3. Smallness

3. Smallness

My friends had gone to look for the statue of the poet who had committed suicide in the thirties. I had half an hour of reflection. What had changed since I first brought Hungarian poets like Weöres and Pilinszky to Rotterdam in the sixties. Meulenhoff had dedicated an anthology to the event. The book was called the Tower of Silence. At home I still owned a volume dedicated by Sándor Csoóri in his incomprehensible language.

The tower of silence. At the time one would think of communist censorship. But the roots of the silence lay deeper. In Hungary there existed a feeling of separation, of not speaking a language of Europe. The language had come from afar, from Central Asia, and though absorbing the institutions of the Roman Empire, had stuck to its foreign identity. Battles had been fought and lost to defend it; Hungary had been a part of the Austrian Empire and so of the German world. But after two suicidal world wars Europe had been reduced to smallness. And Hungary even more.

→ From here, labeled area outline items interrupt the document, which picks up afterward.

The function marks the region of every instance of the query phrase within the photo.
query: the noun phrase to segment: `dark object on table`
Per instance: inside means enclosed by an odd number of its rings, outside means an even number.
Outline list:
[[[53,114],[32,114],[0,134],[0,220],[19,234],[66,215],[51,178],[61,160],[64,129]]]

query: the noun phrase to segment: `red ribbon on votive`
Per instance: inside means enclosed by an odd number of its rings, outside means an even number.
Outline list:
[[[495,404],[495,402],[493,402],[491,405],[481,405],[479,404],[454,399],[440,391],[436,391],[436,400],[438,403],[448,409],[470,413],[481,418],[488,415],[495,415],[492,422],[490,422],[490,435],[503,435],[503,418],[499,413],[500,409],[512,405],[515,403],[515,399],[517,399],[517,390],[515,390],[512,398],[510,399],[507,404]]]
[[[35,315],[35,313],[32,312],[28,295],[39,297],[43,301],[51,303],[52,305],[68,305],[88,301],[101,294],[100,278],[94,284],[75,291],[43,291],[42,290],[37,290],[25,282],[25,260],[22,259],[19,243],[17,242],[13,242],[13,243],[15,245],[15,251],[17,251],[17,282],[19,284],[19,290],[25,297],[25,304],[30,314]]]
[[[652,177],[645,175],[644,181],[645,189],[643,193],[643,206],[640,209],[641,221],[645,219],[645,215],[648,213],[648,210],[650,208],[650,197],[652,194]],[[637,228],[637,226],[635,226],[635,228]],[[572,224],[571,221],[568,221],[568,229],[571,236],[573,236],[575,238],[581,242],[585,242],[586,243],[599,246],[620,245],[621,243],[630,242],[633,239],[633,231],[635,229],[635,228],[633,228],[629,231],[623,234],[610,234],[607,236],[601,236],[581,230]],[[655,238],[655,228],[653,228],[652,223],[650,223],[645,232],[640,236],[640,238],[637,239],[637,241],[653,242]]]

Hungary had, like the Netherlands, adapted. Knowing that it was small it had showed its talents on the world stage. Especially in the thirties it had reacted by artistic migration. Such as to the Bauhaus of Weimar. Or in the Second World War with war-photographers like Capa.

Sándor Márai had gone later, seeing that his country had become small. But he left behind a description of the many local talents that did not want to or could not leave. Smallness was no reason to give up and accept silence.